Es handelt sich um eine systematische Literaturrecherche und Metaanalyse von Studien, in denen man den Zusammenhang zwischen Blutdrucksenkung bei Patienten mit Hypertonie und kognitiven Funktionen untersuchte. Die primären Endpunkte der Studie waren das Auftreten einer Demenz oder von kognitiven Störungen (Tab. 1).

Tab. 1. Studiendesign [Hughes et al. 2020]

Erkrankung

Demenz

Studienziel

Kann eine Blutdrucksenkung bei arterieller Hypertonie Demenz oder kognitive Störungen verhindern?

Studientyp

Metaanalyse

Patienten

96 158

Intervention

  • Blutdrucksenkung
  • Kontrolle

Primäre Endpunkte

Aufreten von Demenz oder kognitiven Störungen

Sponsor

Firmenunabhängig

Ergebnisse

Es wurden 14 randomisierte klinische Studien mit insgesamt 96 158 Teilnehmern identifiziert. Zwölf dieser Studien enthielten Daten zur Inzidenz einer Demenz, und in acht Studien wurden Daten zur Abnahme kognitiver Funktionen analysiert. In weiteren acht Studien wurden Daten zu den Ergebnissen neuropsychologischer Tests publiziert.
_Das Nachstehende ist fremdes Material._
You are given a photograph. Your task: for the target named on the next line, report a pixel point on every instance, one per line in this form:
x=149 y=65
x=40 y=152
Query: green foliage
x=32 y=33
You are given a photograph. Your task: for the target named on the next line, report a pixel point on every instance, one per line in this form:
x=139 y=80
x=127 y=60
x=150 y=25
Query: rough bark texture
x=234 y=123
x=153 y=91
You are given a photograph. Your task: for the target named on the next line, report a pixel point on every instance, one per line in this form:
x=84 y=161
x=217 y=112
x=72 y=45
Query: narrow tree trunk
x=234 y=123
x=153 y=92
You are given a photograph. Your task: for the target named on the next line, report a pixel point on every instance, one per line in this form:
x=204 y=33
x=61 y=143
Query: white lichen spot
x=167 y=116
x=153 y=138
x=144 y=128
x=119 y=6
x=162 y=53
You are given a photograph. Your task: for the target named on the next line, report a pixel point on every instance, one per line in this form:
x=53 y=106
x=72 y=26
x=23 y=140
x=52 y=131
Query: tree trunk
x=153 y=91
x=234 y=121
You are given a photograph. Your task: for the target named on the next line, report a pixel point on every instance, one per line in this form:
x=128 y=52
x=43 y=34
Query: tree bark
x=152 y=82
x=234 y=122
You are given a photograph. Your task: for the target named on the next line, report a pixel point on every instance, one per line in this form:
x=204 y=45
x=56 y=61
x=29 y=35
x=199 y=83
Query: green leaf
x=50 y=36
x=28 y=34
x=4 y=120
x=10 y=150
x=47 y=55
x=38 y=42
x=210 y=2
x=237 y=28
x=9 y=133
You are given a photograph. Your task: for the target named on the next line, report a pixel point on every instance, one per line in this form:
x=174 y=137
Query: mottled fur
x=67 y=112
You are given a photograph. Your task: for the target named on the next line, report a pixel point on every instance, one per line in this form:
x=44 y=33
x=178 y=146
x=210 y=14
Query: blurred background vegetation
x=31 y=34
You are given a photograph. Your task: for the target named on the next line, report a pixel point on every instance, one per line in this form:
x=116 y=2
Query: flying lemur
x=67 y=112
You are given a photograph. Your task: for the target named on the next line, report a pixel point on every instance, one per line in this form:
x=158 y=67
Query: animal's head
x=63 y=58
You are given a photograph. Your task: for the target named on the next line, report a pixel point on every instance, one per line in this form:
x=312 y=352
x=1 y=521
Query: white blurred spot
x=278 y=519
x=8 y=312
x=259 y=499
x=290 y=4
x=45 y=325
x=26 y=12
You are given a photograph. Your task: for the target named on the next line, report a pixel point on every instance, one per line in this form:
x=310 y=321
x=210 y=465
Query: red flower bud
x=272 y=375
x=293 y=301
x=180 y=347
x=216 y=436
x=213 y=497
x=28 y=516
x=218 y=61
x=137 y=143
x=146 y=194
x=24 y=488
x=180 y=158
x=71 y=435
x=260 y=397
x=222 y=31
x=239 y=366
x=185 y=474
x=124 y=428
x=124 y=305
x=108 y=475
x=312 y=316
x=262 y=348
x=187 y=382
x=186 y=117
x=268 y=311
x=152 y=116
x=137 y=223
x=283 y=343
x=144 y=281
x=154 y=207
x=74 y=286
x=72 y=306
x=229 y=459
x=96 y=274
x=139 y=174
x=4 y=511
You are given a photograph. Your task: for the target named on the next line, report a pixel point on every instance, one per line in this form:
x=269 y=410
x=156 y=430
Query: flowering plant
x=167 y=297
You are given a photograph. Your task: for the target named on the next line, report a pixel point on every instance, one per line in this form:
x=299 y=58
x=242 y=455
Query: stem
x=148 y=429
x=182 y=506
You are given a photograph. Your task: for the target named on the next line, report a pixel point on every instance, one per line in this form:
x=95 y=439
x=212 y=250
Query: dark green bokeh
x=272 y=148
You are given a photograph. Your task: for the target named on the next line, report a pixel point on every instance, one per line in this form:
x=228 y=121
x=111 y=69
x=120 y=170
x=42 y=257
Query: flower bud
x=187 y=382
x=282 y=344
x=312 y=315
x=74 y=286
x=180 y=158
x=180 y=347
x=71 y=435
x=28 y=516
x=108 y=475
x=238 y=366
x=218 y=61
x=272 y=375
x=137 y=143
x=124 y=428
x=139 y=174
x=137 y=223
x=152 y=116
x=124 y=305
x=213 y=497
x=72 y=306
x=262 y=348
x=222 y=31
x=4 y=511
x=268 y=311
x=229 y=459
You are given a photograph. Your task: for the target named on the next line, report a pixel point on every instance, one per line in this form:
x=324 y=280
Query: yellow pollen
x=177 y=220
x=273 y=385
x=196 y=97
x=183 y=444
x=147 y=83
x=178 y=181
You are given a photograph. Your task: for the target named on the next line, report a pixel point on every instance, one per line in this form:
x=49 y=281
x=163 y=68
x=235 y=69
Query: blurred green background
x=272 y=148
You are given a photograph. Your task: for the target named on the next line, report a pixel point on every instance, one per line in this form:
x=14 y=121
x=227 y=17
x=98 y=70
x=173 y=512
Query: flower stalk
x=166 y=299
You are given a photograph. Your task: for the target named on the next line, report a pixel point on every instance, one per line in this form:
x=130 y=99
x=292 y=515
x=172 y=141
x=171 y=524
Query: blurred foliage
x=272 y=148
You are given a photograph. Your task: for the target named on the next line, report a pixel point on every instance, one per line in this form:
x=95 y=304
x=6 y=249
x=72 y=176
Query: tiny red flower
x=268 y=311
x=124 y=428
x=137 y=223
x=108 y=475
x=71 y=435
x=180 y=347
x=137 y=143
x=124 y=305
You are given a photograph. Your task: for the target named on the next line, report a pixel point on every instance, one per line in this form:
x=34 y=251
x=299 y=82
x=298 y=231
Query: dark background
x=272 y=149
Das mittlere Alter der Teilnehmer betrug 69 Jahre und 40 617 (42,2 %) waren Frauen. Der mittlere systolische Blutdruck betrug 154 mm Hg und der mittlere diastolische Blutdruck 83,3 mm Hg. Die mittlere Beobachtungszeit lag bei 49,2 Monaten (4,1 Jahre).
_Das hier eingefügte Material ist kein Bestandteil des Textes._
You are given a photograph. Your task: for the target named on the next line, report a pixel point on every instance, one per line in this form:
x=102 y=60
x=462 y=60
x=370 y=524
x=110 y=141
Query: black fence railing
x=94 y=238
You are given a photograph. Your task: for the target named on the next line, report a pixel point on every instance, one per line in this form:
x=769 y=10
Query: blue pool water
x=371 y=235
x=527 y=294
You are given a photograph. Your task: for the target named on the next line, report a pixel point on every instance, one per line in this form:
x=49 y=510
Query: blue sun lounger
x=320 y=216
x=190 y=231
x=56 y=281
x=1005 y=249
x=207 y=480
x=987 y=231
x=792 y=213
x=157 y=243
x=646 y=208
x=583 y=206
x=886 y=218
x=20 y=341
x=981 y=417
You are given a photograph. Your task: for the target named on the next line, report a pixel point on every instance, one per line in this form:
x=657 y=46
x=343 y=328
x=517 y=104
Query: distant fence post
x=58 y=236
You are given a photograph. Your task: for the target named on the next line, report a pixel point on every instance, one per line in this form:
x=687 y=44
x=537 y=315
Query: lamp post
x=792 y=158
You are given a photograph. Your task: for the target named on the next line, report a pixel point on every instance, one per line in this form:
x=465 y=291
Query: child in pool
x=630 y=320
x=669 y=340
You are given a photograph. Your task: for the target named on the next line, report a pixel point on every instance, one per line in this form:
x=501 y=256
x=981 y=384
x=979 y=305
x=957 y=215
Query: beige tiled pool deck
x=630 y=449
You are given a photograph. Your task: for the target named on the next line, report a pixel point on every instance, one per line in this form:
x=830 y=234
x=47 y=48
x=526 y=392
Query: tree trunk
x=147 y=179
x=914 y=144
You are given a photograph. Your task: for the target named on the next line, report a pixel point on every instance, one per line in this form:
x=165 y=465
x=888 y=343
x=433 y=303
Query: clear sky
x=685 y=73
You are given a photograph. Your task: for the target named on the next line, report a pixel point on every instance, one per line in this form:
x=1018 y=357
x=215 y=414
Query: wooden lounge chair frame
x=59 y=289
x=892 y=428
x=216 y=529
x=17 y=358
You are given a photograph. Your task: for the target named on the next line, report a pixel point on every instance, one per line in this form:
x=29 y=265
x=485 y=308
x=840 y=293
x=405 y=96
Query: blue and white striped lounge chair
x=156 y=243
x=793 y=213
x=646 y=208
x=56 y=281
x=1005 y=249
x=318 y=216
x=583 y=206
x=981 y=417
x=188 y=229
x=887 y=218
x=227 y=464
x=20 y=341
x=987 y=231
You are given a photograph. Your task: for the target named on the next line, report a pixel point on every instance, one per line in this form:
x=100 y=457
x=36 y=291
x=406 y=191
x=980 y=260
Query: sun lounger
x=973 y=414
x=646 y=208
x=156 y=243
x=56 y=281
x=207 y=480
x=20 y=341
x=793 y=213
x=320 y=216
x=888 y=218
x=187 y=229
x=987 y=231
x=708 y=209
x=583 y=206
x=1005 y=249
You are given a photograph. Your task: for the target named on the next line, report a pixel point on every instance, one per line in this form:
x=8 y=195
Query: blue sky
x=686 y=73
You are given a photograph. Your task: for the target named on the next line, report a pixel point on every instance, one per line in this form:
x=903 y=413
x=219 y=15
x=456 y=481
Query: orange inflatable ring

Eine Blutdrucksenkung mit Antihypertensiva war im Vergleich zu Kontrollen mit einem signifikant niedrigeren Risiko für eine Demenz oder kognitive Beeinträchtigungen assoziiert: Betroffen waren 7,0 % versus 7,5 % der Patienten (Odds-Ratio [OR] 0,93; 95%-Konfidenzintervall [KI] 0,88–0,98; Tab. 2). Die Ergebnisse ergaben sich aus 12 Studien. Das absolute Risiko wurde um 0,39 % (95%-KI 0,09–0,68; I2 = 0,0 %) verringert.
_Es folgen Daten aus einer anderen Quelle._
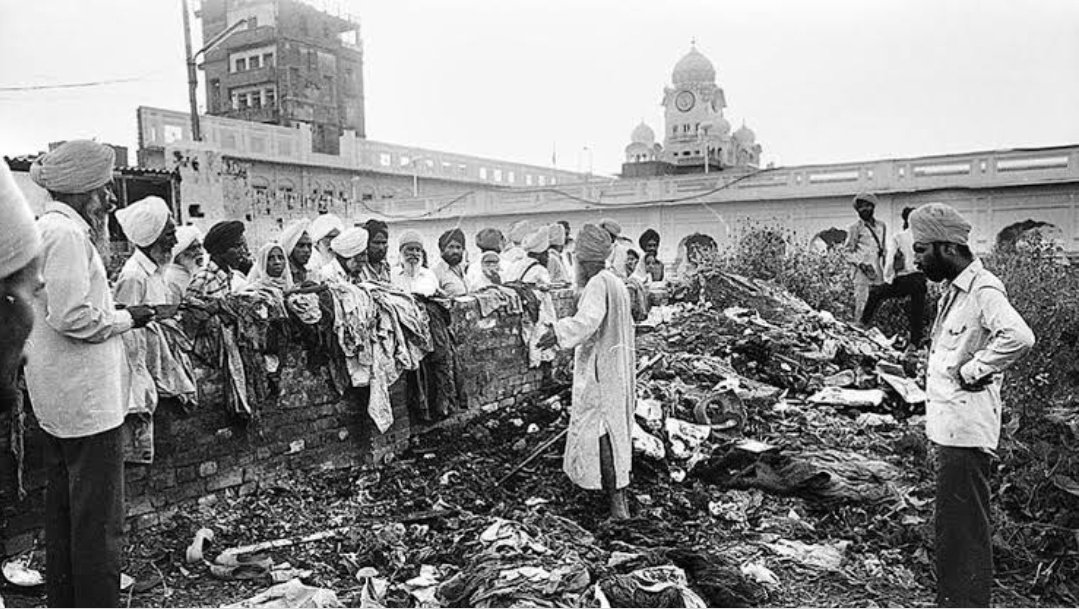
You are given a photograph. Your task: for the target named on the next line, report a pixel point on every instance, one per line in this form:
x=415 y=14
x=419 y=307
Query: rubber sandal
x=229 y=558
x=238 y=571
x=194 y=553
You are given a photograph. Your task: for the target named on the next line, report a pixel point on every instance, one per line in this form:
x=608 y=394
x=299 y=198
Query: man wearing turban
x=977 y=336
x=411 y=275
x=149 y=226
x=186 y=261
x=556 y=242
x=598 y=447
x=350 y=249
x=19 y=280
x=650 y=244
x=515 y=235
x=297 y=244
x=489 y=240
x=533 y=267
x=323 y=230
x=74 y=377
x=376 y=269
x=902 y=280
x=228 y=252
x=865 y=249
x=449 y=270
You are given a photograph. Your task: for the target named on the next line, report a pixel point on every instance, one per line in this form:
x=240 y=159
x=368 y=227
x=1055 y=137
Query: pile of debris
x=779 y=460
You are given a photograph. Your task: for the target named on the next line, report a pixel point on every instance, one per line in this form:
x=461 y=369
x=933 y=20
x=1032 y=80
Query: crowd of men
x=55 y=297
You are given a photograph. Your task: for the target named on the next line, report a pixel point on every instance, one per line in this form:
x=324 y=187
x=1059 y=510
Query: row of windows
x=245 y=62
x=254 y=97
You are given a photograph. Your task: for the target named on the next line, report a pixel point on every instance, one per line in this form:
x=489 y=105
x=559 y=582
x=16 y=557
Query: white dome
x=693 y=67
x=643 y=134
x=745 y=135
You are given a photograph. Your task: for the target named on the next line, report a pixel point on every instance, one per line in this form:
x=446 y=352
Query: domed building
x=697 y=137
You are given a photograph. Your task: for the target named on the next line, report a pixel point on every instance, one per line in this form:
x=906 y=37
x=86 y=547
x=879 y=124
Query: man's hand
x=548 y=339
x=975 y=387
x=140 y=315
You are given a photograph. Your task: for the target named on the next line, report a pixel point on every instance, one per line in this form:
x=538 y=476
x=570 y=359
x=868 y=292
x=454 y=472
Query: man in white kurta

Tab. 2. Studienergebnisse [Hughes et al. 2020]

Blutdrucksenkung

Kontrolle

Odds-Ratio
(95%-KI)

Demenz oder kognitive Beeinträchtigung

7,0%

7,5%

0,93 (0,88–0,98)

Absolute Risikoreduktion (95%-KI)

0,39% (0,09–0,68)

Reduktion kognitiver Fähigkeiten

20,2%

21,1 %

0,93 (0,88–0,99)

Absolute Risikoreduktion (95%-KI)

0,71% (0,19–1,2)

KI: Konfidenzintervall

Die Blutdrucksenkung war nicht signifikant mit einer Veränderung der Ergebnisse kognitiver Tests assoziiert: Die Reduktion kognitiver Fähigkeiten (aus acht Studien) betrug 20,2 % versus 21,1 % der Teilnehmer (OR 0,93; 95%-KI 0,88–0,99). Die absolute Risikoreduktion lag bei 0,71 % (95%-KI 0,19–1,2; I2 = 36,1 %; Tab. 2).

Kommentar

Diese Metaanalyse zeigt einen Zusammenhang zwischen einer antihypertensiven Therapie und der Inzidenz einer Demenz oder kognitiver Störungen bei Patienten mit Hypertonie. Die einzelnen Studien, die in die Metaanalyse eingingen, waren meist nicht ausreichend gepowert, um diesen therapeutischen Effekt zu zeigen. Lediglich die PROGRESS-Studie aus 2003 [1] und die SPRINT-MIND-Studie von 2019 [2] zeigten eine 20%ige Risikoreduktion bezüglich des Endpunkts Demenz. Die Autoren der Metaanalyse konnten keine Untergruppen von Patienten mit Demenz getrennt auswerten. Es wäre zu erwarten, dass die therapeutischen Effekte einer Blutdrucksenkung einen größeren Einfluss auf die Entwicklung einer vaskulären Demenz als einer Alzheimer-Demenz haben. Bezogen auf ein Gesundheitssystem haben die Ergebnisse wichtige Konsequenzen. Solange noch keine medikamentöse Therapie der Demenz, insbesondere der Alzheimer-Erkrankung, zur Verfügung steht, müssen alle Anstrengungen des Gesundheitssystems auf die Prävention bzw. die Verzögerung des Krankheitsbeginns konzentriert sein. Dazu gehört offenbar die konsequente Behandlung einer arteriellen Hypertonie.

Quelle

Hughes D, et al. Association of blood pressure lowering with incident dementia or cognitive impairment: A systematic review and meta-analysis. JAMA 2020;323:1934–44.

Literatur

1. Tzourio C, et al. Effects of blood pressure lowering with perindopril and indapamide therapy on dementia and cognitive decline in patients with cerebrovascular disease. Arch Intern Med 2003;163:1069–75.

2. Sprint Mind Investigators for the SPRINT Research Group; Williamson JD, et al. Effect of intensive vs standard blood pressure control on probable dementia: A randomized clinical trial. JAMA 2019;321:553–61.